Optimal State Values:
[4.96736232 5.55588727 6.36279299 4.36417633]

Optimal Action Values:
[[4.96737815 3.88710943]
 [4.85222433 5.5559031 ]
 [6.36280881 4.9245516 ]
 [4.36419215 4.07047531]]

Optimal Policy:
[0 1 0 0]


State-Value Bellman Optimality Equation (V(s))*



In [16]:
def bellman_optimality_equation_v(state, environment, gamma):
    # Find the optimal action in the state under the optimal policy
    optimal_action = find_optimal_action(state, action_values)  # Assuming action_values represent the optimal Q-function

    # Calculate the expected value of the optimal action
    expected_value = 0
    for next_state, prob in environment.get_possible_next_states(state, optimal_action).items():
        reward = environment.get_reward(state, optimal_action, next_state)
        expected_value += prob * (reward + gamma * state_values[next_state])  # Use state_values to approximate V*(s)

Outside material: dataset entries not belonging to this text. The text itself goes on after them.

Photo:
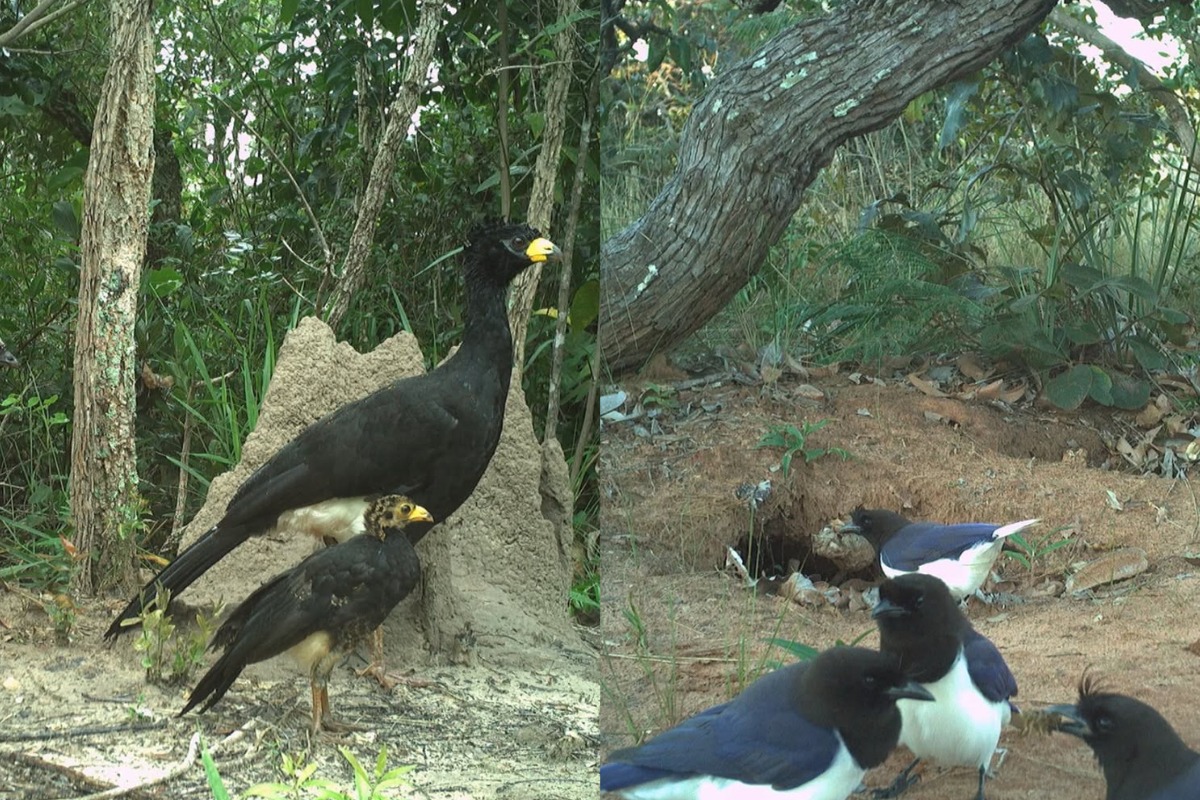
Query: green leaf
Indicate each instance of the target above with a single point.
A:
(1102, 386)
(65, 218)
(1129, 392)
(288, 11)
(1147, 353)
(586, 305)
(1067, 390)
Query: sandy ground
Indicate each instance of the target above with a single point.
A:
(681, 633)
(79, 719)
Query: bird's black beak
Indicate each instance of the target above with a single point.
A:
(909, 691)
(1072, 722)
(887, 608)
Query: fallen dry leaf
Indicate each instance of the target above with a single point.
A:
(1149, 416)
(969, 365)
(925, 386)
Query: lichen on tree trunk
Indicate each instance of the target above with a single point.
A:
(759, 137)
(105, 504)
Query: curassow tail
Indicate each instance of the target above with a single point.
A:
(180, 573)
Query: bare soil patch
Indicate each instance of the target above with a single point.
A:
(679, 632)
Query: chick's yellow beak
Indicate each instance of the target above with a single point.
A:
(543, 250)
(419, 515)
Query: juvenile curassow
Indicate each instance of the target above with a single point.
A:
(319, 609)
(427, 437)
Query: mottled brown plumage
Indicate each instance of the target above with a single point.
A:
(322, 608)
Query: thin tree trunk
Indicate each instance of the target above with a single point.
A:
(105, 503)
(759, 137)
(541, 202)
(400, 115)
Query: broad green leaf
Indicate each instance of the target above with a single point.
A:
(1129, 392)
(1147, 354)
(1067, 390)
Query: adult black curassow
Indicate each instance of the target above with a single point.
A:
(6, 358)
(429, 437)
(319, 609)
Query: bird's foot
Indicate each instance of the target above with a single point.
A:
(907, 777)
(390, 680)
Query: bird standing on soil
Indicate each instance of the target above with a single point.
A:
(923, 626)
(6, 358)
(427, 437)
(805, 731)
(1139, 751)
(961, 554)
(322, 608)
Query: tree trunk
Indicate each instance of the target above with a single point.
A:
(400, 116)
(545, 173)
(757, 139)
(115, 215)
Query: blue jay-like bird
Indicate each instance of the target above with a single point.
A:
(961, 554)
(1139, 751)
(922, 625)
(805, 732)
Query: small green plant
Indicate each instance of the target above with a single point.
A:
(303, 781)
(168, 655)
(1036, 549)
(795, 440)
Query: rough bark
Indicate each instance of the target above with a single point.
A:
(115, 216)
(757, 139)
(545, 173)
(400, 116)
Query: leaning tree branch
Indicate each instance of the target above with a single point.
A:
(761, 134)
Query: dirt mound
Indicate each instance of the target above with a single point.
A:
(496, 573)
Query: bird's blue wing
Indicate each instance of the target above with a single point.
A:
(1185, 787)
(987, 668)
(756, 738)
(929, 541)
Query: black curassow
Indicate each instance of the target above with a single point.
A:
(427, 437)
(319, 609)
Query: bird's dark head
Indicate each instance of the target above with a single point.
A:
(859, 679)
(855, 690)
(502, 251)
(876, 525)
(6, 358)
(1117, 728)
(393, 512)
(916, 601)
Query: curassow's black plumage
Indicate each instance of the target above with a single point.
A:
(427, 437)
(321, 608)
(1139, 751)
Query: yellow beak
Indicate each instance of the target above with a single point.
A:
(541, 250)
(419, 515)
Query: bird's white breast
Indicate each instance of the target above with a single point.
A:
(835, 783)
(964, 575)
(960, 727)
(337, 518)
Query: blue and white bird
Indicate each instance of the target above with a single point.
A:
(805, 732)
(923, 626)
(961, 554)
(1139, 751)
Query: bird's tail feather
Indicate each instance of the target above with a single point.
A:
(1013, 528)
(215, 684)
(180, 573)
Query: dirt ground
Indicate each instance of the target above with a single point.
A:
(79, 719)
(681, 632)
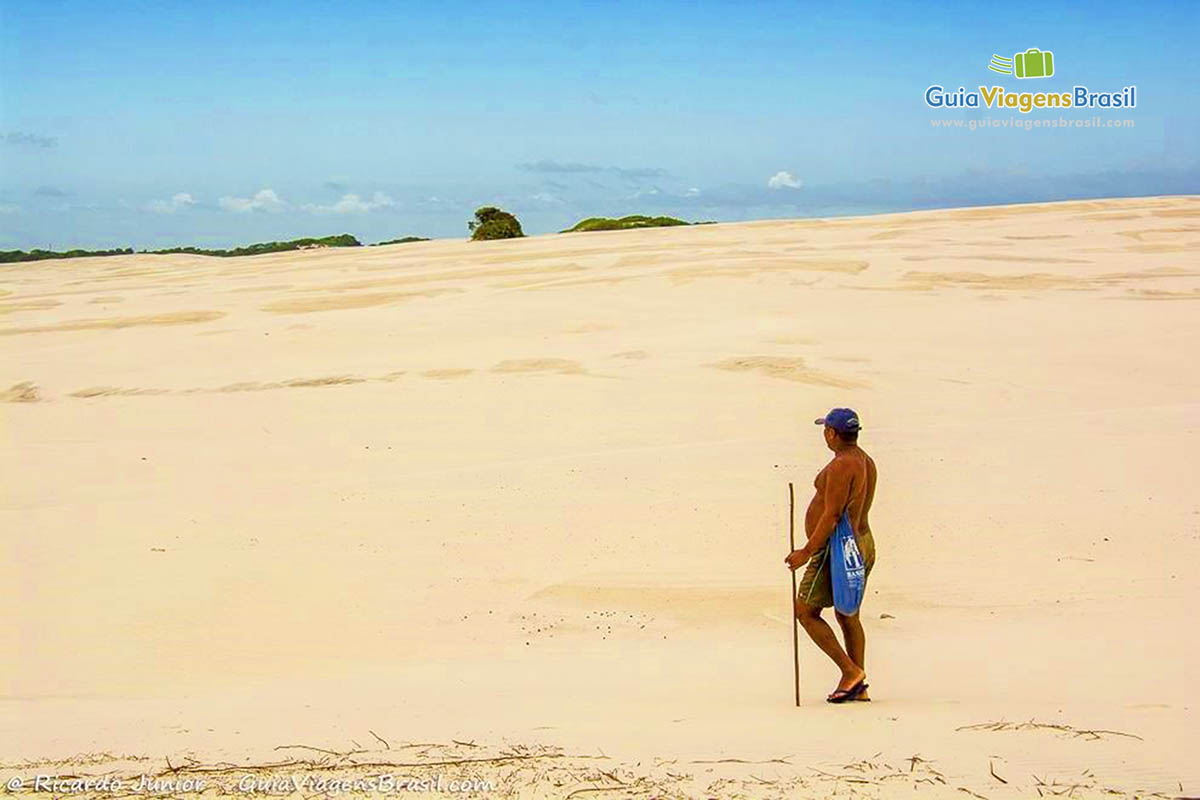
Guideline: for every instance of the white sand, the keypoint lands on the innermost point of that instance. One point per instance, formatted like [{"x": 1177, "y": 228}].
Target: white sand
[{"x": 534, "y": 492}]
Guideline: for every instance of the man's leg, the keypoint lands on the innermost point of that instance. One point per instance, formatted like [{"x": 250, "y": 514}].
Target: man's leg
[
  {"x": 825, "y": 638},
  {"x": 856, "y": 641}
]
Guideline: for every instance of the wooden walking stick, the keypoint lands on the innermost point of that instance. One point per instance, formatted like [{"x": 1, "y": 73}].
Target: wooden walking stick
[{"x": 791, "y": 605}]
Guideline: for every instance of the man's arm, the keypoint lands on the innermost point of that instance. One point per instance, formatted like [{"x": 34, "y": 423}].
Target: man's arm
[{"x": 837, "y": 495}]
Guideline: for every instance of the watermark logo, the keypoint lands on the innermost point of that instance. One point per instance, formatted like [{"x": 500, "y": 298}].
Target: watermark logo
[{"x": 1030, "y": 64}]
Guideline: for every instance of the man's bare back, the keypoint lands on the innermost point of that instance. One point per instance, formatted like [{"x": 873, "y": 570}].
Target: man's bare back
[{"x": 862, "y": 489}]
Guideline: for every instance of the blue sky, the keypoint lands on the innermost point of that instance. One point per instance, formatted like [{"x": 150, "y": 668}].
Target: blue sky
[{"x": 159, "y": 124}]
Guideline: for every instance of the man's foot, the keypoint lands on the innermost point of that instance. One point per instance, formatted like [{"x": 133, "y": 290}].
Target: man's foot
[
  {"x": 847, "y": 695},
  {"x": 852, "y": 681}
]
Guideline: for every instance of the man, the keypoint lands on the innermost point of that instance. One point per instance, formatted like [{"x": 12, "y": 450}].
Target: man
[{"x": 847, "y": 482}]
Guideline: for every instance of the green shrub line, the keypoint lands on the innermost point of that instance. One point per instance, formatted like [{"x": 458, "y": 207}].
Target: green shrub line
[
  {"x": 489, "y": 223},
  {"x": 622, "y": 223}
]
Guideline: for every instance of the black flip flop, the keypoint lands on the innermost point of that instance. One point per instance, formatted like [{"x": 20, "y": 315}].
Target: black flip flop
[{"x": 846, "y": 695}]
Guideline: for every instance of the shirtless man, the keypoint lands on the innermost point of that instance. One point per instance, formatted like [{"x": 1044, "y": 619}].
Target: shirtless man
[{"x": 847, "y": 482}]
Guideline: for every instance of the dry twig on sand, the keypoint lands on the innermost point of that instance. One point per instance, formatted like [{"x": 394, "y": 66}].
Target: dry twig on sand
[{"x": 1086, "y": 733}]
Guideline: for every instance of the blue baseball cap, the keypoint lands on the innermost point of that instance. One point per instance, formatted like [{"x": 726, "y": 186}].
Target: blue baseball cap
[{"x": 843, "y": 420}]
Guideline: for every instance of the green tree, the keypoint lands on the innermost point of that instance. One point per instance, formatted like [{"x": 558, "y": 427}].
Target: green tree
[{"x": 493, "y": 223}]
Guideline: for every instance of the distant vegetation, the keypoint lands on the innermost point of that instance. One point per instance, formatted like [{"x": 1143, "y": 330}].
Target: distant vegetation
[
  {"x": 400, "y": 241},
  {"x": 493, "y": 223},
  {"x": 10, "y": 256},
  {"x": 631, "y": 221},
  {"x": 342, "y": 240}
]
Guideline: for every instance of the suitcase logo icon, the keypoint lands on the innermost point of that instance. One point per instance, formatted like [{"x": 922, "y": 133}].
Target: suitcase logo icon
[{"x": 1030, "y": 64}]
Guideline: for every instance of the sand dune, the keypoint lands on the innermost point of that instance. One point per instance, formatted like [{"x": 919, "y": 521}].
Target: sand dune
[{"x": 519, "y": 507}]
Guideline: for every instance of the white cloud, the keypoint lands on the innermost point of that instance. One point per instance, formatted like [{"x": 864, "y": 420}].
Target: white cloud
[
  {"x": 177, "y": 202},
  {"x": 354, "y": 204},
  {"x": 263, "y": 200},
  {"x": 784, "y": 180}
]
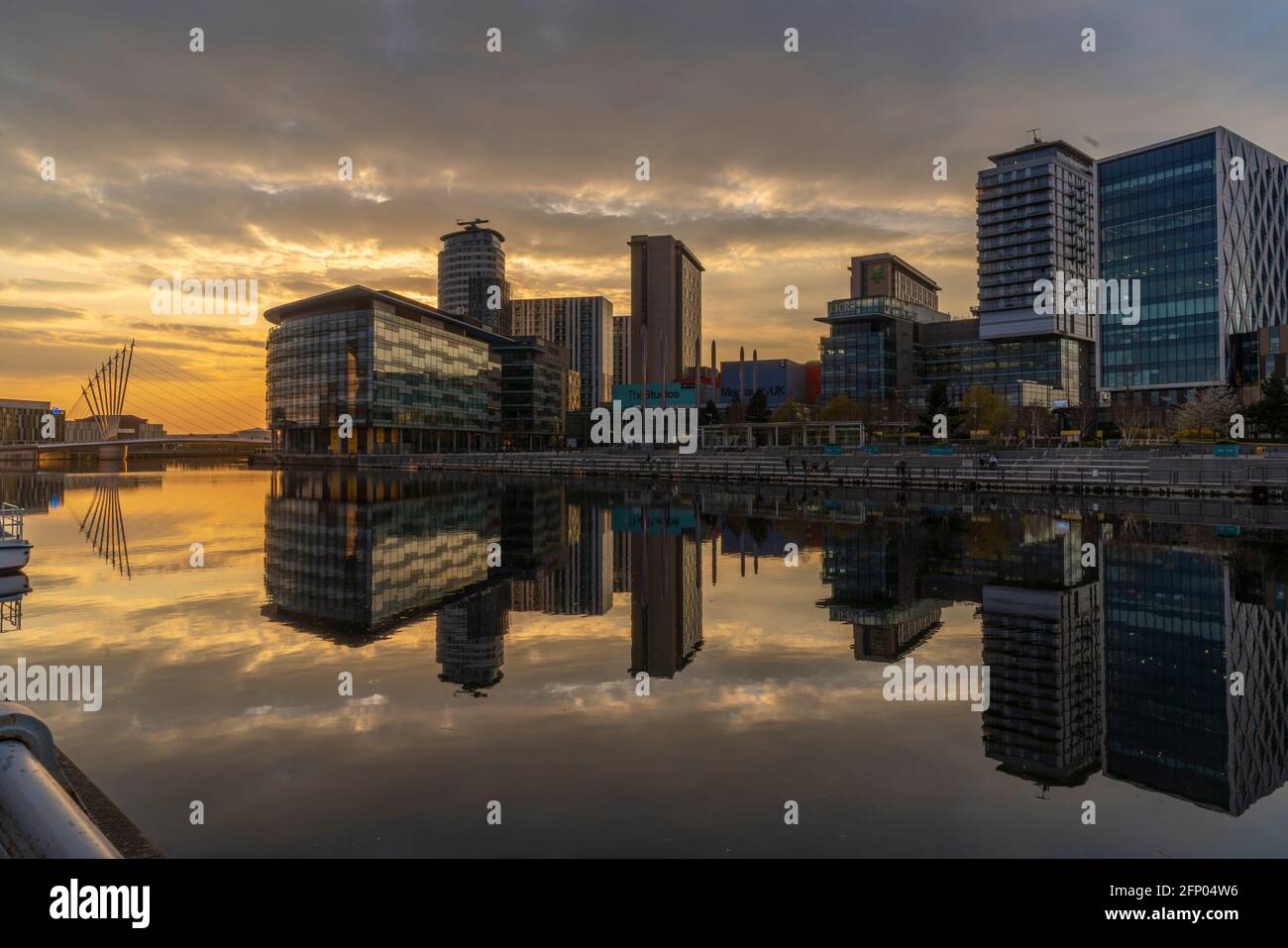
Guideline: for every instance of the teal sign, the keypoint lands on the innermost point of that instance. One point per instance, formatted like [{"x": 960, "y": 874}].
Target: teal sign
[
  {"x": 653, "y": 519},
  {"x": 677, "y": 394}
]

    return expected_value  # This represents V*(s) according to the Bellman Optimality Equation


Action-Value Bellman Optimality Equation (Q(s, a))*

In [17]:
def bellman_optimality_equation_q(state, action, environment, gamma):
    # Calculate the expected value of taking the action in the state under the optimal policy
    expected_value = 0
    for next_state, prob in environment.get_possible_next_states(state, action).items():
        reward = environment.get_reward(state, action, next_state)
        max_next_q = max(action_values[next_state].values())  # Find max Q-value under the optimal policy
        expected_value += prob * (reward + gamma * max_next_q)

    return expected_value  # This represents Q*(s, a) according to the Bellman Optimality Equation


Recursive Relationship: The Bellman Optimality Equation establishes a recursive relationship between the optimal value of a state or state-action pair and the optimal values of its possible successor states or state-action pairs.

Focus on Optimal Policy: It explicitly considers the optimal policy when evaluating expected values.

Foundation for Algorithms: Dynamic programming methods like Value Iteration and Policy Iteration directly solve the Bellman Optimality Equation, while temporal difference learning algorithms like Q-learning indirectly converge to its solution.